Technical Abstract: Rising research costs, broadening research goals, intellectual property rights, and other concerns have increased the need for robust approaches to manage data from crop improvement. In developing the International Crop Information System (ICIS), a flexible data model was developed to allow any conceivable plant breeding process to be recorded unambiguously in a relational database. This paper describes this model, which underlies the Genealogical Management System (GMS) of ICIS. The model recognizes three classes of methods by which genetic material is advanced. Generative methods are those such as crossing or mutagenesis that are used to increase variation. Derivative methods usually involve selection, and maintenance methods are used to conserve the genetic makeup of germplasm, such as in multiplications of seed stocks. Unlike systems that only track pedigrees, the model accommodates the complete selection history as well as novel methods for generating variability. Application of the model is illustrated with self-pollinating, outcrossing, and clonally propagated species.
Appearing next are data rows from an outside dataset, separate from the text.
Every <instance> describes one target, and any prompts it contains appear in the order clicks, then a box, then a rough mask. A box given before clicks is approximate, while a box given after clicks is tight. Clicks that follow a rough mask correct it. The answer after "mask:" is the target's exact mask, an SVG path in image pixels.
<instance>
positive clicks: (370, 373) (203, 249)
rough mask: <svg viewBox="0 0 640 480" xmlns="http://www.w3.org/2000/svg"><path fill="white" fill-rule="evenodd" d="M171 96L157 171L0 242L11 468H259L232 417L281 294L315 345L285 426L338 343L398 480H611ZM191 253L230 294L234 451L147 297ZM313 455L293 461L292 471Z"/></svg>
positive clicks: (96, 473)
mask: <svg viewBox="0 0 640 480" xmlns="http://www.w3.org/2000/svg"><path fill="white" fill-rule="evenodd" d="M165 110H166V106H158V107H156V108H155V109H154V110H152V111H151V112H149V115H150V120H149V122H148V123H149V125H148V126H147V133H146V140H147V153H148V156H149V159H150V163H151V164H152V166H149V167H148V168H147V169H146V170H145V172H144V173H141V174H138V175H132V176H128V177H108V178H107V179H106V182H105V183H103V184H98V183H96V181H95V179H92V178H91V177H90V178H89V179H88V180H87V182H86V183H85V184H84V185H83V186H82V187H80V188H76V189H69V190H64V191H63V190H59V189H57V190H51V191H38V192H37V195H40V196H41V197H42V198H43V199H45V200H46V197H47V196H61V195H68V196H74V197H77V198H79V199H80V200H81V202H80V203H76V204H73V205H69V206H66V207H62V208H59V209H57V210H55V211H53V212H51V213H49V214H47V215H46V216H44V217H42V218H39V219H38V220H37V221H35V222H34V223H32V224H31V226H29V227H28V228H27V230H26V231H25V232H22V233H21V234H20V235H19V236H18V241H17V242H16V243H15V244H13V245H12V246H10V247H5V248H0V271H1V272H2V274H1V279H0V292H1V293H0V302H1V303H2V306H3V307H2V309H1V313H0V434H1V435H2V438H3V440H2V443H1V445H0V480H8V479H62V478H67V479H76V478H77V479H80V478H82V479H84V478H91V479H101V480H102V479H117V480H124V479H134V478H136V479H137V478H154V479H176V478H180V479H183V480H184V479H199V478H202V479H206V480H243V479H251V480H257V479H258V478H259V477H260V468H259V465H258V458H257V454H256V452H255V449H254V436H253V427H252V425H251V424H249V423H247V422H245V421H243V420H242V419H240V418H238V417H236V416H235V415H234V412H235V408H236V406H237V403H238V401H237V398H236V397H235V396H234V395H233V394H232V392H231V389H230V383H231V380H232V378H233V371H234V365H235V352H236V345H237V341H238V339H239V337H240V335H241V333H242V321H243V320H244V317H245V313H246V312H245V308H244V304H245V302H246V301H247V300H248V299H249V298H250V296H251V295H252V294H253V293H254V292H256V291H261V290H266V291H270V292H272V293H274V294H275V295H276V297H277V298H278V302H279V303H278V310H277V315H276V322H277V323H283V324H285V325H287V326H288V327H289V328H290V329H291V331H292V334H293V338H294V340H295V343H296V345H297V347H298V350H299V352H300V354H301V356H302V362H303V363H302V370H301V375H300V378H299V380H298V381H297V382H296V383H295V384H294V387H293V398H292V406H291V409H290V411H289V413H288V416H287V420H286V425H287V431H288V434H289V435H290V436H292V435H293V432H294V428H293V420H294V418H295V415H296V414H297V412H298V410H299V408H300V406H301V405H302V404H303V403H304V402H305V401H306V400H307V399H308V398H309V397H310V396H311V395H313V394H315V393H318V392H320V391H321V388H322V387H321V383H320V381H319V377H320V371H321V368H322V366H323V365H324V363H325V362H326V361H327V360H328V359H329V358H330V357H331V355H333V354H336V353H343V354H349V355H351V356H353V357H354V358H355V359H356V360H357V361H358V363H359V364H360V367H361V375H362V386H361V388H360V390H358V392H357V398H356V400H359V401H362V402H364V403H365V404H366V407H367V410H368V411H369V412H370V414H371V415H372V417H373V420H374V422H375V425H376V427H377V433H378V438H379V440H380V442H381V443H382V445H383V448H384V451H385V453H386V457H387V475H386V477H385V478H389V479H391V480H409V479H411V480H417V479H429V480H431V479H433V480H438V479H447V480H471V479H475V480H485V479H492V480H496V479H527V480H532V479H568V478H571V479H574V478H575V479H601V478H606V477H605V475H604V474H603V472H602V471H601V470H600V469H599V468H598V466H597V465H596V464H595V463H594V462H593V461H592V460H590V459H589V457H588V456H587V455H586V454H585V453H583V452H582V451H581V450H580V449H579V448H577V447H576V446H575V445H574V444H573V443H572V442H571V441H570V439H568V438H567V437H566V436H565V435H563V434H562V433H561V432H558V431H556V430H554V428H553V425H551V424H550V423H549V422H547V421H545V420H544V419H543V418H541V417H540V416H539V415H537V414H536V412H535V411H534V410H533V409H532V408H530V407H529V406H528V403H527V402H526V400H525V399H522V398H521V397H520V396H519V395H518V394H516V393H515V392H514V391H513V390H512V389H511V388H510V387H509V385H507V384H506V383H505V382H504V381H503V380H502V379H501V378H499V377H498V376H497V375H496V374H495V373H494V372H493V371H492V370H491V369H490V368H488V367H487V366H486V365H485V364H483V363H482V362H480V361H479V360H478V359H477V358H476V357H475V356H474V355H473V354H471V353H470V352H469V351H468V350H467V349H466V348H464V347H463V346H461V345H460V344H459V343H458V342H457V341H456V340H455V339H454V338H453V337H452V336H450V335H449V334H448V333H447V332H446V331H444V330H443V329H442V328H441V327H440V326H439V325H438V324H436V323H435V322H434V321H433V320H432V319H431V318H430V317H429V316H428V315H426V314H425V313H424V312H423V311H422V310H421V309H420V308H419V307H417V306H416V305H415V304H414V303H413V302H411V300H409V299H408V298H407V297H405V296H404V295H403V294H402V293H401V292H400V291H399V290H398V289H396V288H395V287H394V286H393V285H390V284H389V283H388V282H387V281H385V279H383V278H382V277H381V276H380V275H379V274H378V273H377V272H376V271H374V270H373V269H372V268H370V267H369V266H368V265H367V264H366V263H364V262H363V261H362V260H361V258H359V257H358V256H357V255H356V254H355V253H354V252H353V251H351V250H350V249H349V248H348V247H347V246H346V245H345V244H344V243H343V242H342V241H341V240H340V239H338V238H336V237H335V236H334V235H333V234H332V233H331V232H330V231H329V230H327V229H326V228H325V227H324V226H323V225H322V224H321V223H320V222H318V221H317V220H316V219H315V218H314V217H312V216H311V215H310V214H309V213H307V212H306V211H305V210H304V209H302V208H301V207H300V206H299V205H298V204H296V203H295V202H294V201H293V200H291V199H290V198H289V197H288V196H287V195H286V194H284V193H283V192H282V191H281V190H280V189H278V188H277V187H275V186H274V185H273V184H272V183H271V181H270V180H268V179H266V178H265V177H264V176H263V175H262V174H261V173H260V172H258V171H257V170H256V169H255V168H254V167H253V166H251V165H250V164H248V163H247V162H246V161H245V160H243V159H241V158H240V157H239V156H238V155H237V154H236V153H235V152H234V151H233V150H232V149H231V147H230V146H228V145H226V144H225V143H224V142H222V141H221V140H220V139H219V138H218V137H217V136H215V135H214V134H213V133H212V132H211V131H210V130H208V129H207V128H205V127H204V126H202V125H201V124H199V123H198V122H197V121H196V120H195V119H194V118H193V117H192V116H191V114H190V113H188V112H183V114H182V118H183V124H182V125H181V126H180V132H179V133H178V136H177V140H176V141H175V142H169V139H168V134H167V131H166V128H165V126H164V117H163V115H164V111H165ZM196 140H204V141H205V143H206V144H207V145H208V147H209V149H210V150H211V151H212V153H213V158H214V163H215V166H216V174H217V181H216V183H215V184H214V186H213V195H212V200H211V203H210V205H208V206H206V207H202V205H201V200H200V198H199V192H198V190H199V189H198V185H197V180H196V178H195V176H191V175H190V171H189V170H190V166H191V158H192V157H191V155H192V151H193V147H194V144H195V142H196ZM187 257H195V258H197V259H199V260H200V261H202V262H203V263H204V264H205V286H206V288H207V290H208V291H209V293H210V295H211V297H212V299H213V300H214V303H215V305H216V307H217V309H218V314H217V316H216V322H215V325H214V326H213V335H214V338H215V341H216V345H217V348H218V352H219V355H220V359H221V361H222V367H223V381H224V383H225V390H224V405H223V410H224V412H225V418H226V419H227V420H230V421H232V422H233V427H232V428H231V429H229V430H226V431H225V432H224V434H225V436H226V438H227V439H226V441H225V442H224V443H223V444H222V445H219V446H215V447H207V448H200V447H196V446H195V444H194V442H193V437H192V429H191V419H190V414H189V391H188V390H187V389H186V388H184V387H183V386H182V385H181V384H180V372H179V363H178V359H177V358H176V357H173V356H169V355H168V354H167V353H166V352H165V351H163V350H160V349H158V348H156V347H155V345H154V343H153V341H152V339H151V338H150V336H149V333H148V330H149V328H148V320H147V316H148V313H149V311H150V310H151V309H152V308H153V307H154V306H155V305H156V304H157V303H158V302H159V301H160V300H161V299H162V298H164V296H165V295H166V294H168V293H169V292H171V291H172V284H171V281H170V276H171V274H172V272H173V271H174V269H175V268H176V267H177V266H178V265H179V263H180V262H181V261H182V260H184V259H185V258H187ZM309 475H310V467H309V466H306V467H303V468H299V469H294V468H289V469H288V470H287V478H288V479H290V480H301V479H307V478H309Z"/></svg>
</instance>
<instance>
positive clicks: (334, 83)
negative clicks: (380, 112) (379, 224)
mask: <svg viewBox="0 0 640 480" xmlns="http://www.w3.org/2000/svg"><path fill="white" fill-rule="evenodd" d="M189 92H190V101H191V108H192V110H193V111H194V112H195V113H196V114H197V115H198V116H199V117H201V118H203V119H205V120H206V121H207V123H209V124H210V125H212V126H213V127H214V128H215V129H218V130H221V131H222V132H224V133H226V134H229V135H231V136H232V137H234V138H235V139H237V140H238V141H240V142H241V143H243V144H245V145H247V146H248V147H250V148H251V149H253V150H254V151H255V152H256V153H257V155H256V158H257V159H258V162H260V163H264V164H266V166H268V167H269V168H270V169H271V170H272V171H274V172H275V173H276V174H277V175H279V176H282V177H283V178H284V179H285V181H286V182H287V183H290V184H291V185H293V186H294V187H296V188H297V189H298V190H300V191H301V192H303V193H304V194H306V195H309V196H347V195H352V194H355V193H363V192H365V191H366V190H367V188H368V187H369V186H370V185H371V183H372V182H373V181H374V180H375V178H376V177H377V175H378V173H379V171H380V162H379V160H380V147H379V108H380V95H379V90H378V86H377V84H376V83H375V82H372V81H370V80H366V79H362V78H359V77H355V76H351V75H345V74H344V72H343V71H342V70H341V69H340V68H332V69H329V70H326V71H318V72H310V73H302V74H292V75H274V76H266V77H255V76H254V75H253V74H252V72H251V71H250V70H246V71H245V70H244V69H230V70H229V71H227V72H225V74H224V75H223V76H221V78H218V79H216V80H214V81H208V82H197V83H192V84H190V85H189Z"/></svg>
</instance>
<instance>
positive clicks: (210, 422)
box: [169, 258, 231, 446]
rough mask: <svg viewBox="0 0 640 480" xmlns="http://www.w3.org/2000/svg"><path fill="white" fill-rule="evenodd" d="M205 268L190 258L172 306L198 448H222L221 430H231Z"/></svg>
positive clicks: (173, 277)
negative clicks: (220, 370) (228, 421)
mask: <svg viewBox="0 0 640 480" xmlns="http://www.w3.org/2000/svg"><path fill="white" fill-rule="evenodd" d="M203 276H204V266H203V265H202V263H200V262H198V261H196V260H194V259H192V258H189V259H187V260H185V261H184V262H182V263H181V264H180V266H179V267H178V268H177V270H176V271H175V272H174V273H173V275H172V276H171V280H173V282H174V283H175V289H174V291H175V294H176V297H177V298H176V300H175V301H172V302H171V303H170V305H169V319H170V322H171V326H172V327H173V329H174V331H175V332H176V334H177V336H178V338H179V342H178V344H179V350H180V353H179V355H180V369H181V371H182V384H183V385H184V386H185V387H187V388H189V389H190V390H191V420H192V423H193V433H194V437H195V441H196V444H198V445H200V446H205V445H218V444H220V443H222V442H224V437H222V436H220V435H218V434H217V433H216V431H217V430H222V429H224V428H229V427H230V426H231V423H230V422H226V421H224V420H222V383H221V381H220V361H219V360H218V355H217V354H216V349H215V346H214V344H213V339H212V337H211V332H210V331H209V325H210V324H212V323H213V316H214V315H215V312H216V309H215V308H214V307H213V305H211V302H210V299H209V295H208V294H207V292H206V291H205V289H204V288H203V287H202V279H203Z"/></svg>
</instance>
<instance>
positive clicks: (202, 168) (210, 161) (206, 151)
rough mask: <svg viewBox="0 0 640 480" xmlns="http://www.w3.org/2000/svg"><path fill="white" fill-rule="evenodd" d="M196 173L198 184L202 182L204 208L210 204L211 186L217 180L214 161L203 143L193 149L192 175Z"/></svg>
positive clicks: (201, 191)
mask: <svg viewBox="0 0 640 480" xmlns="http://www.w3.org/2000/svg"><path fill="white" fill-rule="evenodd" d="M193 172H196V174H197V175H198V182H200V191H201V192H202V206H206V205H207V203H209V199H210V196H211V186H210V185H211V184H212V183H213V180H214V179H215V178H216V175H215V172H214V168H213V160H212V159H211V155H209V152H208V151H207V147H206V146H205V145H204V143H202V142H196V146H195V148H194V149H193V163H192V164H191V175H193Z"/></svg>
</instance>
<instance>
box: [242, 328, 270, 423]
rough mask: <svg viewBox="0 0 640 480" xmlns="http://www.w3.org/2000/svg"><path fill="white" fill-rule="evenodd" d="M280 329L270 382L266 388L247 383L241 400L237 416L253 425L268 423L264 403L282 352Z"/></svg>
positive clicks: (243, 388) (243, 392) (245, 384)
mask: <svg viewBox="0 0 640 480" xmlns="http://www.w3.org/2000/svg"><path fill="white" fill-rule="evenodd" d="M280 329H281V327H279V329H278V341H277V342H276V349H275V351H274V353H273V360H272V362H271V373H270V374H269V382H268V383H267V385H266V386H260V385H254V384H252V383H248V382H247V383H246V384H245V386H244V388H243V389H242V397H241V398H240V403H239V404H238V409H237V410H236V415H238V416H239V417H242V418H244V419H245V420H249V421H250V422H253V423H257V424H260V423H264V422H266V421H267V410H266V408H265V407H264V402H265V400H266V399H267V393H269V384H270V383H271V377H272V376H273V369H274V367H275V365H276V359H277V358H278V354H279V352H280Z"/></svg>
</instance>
The ICIS GMS has been implemented for diverse species including rice (Oryza sativa L.), wheat (Triticum aestivum L.), maize (Zea mays L.), potato (Solanum tuberosum L.), common bean (Phaseolus vulgaris L.), and the novel oil crop lesquerella (Lesquerella fendleri). The International Rice Information System, an implementation of ICIS, currently holds about 2.6 million unique germplasm identifiers (for germplasm accessions, crosses, populations, and lines) and requires about 900 megabytes of storage space, which can easily be managed on a desktop personal computer. The ICIS GMS model thus appears suitable for widespread use in managing data on crop improvement.